Here’s the good part: amounts that are used during an eight-week period between February 15 and June 30 for the above salary costs, plus non-salary costs such as mortgage interest, rent payments, and services. public will be waived (although the government is now saying that only 25 percent of non-salary costs will be eligible for a rebate due to “high subscription”). This means free government money to help you run your business during this time with no guarantees or personal guarantees required. You can also defer payments from six months to a year. Non-profit organizations are also eligible under this program.
There are still some rules. The idea is to keep workers on your payroll, so you’ll face restrictions and penalties if you lay people off during this time. While compensation for business owners, while on the payroll, is eligible, only amounts up to $ 100,000 annualized would be eligible for reimbursement. You will need to go through your bank’s approval process. You would take the money in the form of a loan first, and then get some money back later. You will of course have to provide valid supporting documents (payroll records, invoices, receipts) to justify any remittance and your banker will have the last word. It is very important that you carefully consider these details in the final loan agreement that you have with your bank.

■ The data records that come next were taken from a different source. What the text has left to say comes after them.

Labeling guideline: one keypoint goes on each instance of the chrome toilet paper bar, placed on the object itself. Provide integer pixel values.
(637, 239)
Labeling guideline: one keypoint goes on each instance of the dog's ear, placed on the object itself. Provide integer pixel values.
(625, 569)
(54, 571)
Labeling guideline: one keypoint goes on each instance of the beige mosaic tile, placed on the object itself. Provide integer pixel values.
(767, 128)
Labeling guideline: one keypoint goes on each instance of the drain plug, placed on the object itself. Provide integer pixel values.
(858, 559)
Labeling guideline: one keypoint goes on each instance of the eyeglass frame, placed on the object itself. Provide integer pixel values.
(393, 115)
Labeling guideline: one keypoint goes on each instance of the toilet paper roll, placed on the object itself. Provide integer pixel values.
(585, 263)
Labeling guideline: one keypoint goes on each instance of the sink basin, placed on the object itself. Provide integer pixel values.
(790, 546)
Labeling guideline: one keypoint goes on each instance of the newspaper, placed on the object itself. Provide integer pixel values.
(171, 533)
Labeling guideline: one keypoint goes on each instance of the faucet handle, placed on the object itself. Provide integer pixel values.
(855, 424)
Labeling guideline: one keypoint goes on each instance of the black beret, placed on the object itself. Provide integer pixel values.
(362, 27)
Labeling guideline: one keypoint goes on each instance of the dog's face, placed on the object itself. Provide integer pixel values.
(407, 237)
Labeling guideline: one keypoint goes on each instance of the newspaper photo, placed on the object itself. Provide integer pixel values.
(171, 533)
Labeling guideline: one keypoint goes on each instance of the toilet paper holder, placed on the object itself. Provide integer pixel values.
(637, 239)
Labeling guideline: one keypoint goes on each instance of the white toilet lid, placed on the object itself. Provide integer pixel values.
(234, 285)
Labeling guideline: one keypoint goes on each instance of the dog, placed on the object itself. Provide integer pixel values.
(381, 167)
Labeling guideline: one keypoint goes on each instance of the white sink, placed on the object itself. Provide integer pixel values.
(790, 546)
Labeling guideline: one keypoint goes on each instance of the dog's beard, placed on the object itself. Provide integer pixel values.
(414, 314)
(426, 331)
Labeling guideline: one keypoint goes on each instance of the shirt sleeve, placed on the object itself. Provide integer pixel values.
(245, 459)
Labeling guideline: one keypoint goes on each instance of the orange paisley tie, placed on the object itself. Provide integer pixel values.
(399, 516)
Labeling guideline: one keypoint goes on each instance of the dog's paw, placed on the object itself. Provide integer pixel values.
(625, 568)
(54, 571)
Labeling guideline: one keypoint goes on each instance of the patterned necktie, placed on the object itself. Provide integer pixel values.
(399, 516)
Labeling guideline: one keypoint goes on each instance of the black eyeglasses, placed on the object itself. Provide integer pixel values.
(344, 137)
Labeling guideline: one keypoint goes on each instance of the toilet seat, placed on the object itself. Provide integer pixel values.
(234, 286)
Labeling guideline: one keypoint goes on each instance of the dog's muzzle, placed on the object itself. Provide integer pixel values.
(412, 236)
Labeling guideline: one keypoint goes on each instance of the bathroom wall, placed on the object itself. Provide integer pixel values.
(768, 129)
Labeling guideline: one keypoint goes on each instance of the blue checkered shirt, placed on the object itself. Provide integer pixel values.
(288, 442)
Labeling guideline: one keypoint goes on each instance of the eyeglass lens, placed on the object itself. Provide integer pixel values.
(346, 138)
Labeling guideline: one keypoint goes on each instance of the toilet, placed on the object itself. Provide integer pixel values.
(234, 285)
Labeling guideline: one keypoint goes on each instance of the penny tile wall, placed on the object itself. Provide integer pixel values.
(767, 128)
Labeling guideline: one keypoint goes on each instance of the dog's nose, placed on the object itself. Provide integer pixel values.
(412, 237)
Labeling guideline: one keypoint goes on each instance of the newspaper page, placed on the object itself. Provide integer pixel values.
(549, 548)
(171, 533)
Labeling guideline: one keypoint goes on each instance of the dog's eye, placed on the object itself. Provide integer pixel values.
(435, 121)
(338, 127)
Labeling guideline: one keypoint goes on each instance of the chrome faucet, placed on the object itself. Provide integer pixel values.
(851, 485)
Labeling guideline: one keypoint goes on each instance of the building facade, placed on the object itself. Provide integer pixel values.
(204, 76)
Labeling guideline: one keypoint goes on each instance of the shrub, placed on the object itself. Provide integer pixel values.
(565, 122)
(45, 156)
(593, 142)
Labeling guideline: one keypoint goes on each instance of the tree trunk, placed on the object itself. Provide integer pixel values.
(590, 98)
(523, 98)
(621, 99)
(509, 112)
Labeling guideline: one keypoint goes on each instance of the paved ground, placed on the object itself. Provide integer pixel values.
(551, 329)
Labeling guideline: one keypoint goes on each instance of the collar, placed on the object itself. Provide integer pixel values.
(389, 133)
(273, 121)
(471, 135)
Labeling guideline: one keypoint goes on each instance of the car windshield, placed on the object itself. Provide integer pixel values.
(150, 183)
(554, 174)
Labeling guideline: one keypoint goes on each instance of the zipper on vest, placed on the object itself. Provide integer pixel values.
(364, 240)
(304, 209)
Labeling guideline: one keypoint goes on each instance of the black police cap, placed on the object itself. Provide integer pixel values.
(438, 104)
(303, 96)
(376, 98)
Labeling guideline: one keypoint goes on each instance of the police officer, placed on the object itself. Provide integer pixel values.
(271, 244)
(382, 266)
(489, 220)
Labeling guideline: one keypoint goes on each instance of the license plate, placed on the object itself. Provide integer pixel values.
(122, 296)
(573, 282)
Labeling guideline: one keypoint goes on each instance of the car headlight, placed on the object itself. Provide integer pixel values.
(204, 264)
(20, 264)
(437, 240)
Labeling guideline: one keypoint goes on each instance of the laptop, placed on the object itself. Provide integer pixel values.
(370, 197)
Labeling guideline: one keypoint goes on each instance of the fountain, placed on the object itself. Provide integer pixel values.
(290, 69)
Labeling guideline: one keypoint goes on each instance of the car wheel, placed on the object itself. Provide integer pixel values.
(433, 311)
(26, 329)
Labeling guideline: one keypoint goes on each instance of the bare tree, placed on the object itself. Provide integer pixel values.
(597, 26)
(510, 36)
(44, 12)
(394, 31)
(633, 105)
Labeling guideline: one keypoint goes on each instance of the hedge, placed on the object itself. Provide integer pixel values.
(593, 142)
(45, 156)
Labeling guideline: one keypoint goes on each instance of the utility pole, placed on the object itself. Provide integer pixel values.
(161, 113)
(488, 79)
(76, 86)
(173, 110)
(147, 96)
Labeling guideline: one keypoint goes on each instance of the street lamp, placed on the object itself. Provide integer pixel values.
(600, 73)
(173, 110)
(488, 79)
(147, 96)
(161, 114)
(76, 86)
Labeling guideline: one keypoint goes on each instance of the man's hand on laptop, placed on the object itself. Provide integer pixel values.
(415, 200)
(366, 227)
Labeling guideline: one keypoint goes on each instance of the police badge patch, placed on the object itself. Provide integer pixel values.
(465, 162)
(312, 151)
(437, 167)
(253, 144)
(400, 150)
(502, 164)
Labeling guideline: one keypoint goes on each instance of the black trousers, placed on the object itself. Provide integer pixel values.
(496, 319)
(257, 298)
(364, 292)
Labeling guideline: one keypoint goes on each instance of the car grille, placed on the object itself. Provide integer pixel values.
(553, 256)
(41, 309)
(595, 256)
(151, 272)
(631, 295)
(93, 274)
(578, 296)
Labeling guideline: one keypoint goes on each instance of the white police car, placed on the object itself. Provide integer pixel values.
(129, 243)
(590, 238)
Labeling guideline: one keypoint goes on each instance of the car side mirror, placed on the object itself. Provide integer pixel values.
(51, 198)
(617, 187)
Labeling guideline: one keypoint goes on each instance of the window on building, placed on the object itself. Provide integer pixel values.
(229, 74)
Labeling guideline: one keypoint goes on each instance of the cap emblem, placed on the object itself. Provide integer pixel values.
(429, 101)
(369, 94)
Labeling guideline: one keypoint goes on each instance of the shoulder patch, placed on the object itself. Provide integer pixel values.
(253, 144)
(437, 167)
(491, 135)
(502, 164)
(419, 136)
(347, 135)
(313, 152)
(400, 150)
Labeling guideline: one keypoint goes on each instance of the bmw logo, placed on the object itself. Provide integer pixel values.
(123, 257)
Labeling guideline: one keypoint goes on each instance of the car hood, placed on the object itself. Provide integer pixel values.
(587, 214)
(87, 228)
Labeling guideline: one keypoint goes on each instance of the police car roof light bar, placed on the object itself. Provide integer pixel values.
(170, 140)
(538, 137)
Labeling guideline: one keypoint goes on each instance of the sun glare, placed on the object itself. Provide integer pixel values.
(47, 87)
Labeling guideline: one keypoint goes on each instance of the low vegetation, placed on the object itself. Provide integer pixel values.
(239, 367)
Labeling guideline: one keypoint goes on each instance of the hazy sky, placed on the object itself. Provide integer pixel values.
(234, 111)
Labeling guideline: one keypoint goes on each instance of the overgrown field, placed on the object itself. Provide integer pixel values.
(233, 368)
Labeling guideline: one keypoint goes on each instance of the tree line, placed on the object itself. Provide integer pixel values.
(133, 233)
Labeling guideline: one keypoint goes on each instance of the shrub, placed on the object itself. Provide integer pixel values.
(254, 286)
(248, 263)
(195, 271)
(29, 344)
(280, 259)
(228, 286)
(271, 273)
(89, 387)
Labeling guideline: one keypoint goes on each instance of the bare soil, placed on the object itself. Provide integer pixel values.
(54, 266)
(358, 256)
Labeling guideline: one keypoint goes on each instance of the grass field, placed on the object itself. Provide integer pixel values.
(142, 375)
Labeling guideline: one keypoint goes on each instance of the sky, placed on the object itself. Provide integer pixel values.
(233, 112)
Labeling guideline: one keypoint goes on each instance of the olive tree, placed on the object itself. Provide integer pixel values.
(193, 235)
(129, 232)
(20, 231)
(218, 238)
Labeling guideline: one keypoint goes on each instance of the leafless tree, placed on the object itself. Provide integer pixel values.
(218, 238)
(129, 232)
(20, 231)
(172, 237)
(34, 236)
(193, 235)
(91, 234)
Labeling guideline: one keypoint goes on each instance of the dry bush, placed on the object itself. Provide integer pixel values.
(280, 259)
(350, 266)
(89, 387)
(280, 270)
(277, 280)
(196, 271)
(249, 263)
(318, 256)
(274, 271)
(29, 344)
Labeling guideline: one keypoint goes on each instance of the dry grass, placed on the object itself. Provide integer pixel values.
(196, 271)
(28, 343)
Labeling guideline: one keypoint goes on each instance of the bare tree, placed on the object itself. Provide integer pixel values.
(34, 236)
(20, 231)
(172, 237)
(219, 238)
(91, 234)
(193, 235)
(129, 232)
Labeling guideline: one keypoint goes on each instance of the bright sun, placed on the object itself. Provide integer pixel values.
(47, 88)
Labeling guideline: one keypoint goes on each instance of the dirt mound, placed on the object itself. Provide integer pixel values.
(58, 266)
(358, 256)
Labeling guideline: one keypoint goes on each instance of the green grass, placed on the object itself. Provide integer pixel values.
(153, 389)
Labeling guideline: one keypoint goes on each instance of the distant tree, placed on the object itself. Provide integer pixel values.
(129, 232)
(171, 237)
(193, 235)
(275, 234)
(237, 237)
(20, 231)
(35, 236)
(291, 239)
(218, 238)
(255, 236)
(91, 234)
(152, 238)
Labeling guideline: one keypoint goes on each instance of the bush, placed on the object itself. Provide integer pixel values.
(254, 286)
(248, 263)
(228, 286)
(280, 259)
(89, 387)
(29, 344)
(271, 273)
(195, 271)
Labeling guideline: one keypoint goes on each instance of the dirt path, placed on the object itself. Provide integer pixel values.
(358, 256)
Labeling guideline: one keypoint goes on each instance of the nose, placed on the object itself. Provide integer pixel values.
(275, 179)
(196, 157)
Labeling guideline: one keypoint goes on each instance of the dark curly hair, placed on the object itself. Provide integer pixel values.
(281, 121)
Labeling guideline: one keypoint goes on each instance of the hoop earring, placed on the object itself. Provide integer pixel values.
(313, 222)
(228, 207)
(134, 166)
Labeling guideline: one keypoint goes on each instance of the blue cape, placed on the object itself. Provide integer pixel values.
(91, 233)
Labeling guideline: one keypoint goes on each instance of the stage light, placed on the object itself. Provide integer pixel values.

Also, since the bill was enacted barely a week ago, it will take a little while for all of this to be done. The SBA is receiving written policies, procedures and guidelines for its lenders this week. Banks must master the new rules. Then there is an approval process that must be followed before you start to see the money. Earle doesn’t expect clients to see funding for the next two to three weeks. However, the delay may be faster depending on the bank. “We can do all of this remotely,” he says. “And in a lot of cases, depending on the size of the loan, we can respond within a day, once we are able to deal with it. “
So, if you are a small business, what should you do now? Here’s what: Find an SBA member bank. Talk to a banker. Prepare the paperwork. Put your ducks in order. You want to do everything you can to speed up the process. Do it quickly, because who knows how long this $ 377 billion fund will last.